Lebih jauh lagi, kurikulum perlu dirancang sangat menarik dengan pendekatan entrepreneurial yang dikolaborasikan dengan penguasaan teknologi   untuk menghasilkan lulusan yang memiliki capaian pembelajaran dengan daya saing yang tinggi baik dalam hal keahlian dan keterampilan, tanggung jawab dan motivasi untuk mengembangkan agroindustri, baik dari segi manajemen ataupun proses dan teknologi.

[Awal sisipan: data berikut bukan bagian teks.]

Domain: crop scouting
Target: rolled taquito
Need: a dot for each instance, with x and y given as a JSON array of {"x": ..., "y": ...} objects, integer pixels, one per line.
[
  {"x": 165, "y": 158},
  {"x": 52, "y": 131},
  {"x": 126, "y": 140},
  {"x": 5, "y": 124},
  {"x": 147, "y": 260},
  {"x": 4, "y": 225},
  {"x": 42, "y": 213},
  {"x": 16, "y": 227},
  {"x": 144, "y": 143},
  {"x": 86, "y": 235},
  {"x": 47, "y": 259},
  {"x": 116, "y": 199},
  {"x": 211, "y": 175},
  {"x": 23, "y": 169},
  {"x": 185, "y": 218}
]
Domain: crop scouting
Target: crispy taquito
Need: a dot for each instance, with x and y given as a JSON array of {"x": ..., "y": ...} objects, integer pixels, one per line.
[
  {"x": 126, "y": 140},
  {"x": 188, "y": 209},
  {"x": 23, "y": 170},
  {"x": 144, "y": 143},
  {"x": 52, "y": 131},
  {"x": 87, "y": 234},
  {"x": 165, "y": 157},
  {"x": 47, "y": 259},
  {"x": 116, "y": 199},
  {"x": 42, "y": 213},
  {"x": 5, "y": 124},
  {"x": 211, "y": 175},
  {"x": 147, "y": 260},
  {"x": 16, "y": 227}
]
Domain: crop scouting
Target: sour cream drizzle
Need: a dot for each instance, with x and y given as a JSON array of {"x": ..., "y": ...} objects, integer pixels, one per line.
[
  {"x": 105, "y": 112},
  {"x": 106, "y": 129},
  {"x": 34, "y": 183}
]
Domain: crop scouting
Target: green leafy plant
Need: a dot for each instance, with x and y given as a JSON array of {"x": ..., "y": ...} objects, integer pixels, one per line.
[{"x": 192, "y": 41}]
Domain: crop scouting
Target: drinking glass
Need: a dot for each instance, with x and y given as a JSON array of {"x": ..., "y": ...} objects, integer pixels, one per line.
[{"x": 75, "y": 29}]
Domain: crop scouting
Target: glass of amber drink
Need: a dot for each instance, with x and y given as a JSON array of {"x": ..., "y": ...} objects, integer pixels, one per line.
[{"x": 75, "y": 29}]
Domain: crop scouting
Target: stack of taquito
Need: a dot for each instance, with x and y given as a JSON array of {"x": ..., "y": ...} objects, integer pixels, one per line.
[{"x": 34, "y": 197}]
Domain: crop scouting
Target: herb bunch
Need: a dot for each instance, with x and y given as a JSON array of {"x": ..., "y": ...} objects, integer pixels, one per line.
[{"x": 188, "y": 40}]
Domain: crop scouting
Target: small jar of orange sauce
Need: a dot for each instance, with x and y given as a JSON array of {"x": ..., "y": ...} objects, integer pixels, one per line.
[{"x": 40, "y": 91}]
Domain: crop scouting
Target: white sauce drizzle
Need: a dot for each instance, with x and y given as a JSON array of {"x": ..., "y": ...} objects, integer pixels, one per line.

Dalam merancang kurikulum Technopreneurship di Prodi TIN UNPAD dilakukan dengan pendekatan proses kreatif Hal ini dimaksudkan untuk memahami karakter pembentukan jiwa dan keterampilan wirausaha. Perjalanan kreatif ini kemudian disempurnakan dengan melihat kondisi di lapangan setelah proses tersebut dilengkapi dengan input ilmu, Teknologi, komunitas dan perndampingan berkelanjutan. Hasil menunjukkan bahwa probabilitas yang bertahan pada proses penumbuhan kewirausahaan dapat dikurangi resiko bergugurannya calon technopreneur yang berhasil adalah dengan mensinergikan kurikulum dengan konten ilmu dan teknologi terkini, menjejaringkannya dengan komunitas sekaligus mendampinginya secara berkelajutan hingga mengawasi proses replikasinya

TIN memiliki komitmen untuk membangun sistem pendidikan sarjana yang unggul berbasis teknologi dan memiliki jejaring luas serta dapat diaplikasikan pada masyarakat. Dalam pelaksanaan kurikulum dirumuskan dengan arah untuk ; 1) Memberikan solusi atas berbagai tantangan dalam pengembangan sistem pendidikan tinggi agroindustri 2) Memfasilitasi pengembangan agroindustri, menitikberatkan pada pemberian nilai tambah bagi hasil Pertanian, 3) Menghasilkan produk agroindustri bermutu tinggi dan pelayanan yang terbaik kepada seluruh stakeholder.

Secara umum, profil yang diharapkan dari proses yang ditempuh melalui Kurikulum Technopreneurship ini adalah sbb:

  1. The Local Enablers; berperan sebagai “The Local Enblers” yakni pemberdaya bagi komoditas dan masyarakat lokal untuk secara kolaboratif memberikan kontribusi positif bagi kemajuan masyarakat terutama pelaku UMKM.
  2. Technopreneur; berkontribusi positif bagi lingkungannya dan menjadikan Technopreneurship / Knowledge-based entrepreneurship sebagai jiwa yang melandasi setiap tindakannya untuk berkarya dengan usaha terbaiknya,  dengan menumbuhkan passion serta niat baik untuk belajar, menguasai teknologi serta berkontribusi positif bagi lingkungannya
  3. Creative Leaders; Mampu menunjukkan karakter kepemimpinan yang unggul yakni Jujur, memiliki Idealisme, Berkarakter, Berani,  Empati, Kolaboratif, Selalu Belajar,  Pemimpi, Sayang Diri Sendiri, Komitmen dan tekun diarahkan dalam bentuk proses pembelajaran dan penelitian yang terintegrasi dalam kurikulum berbasis technopreneurship.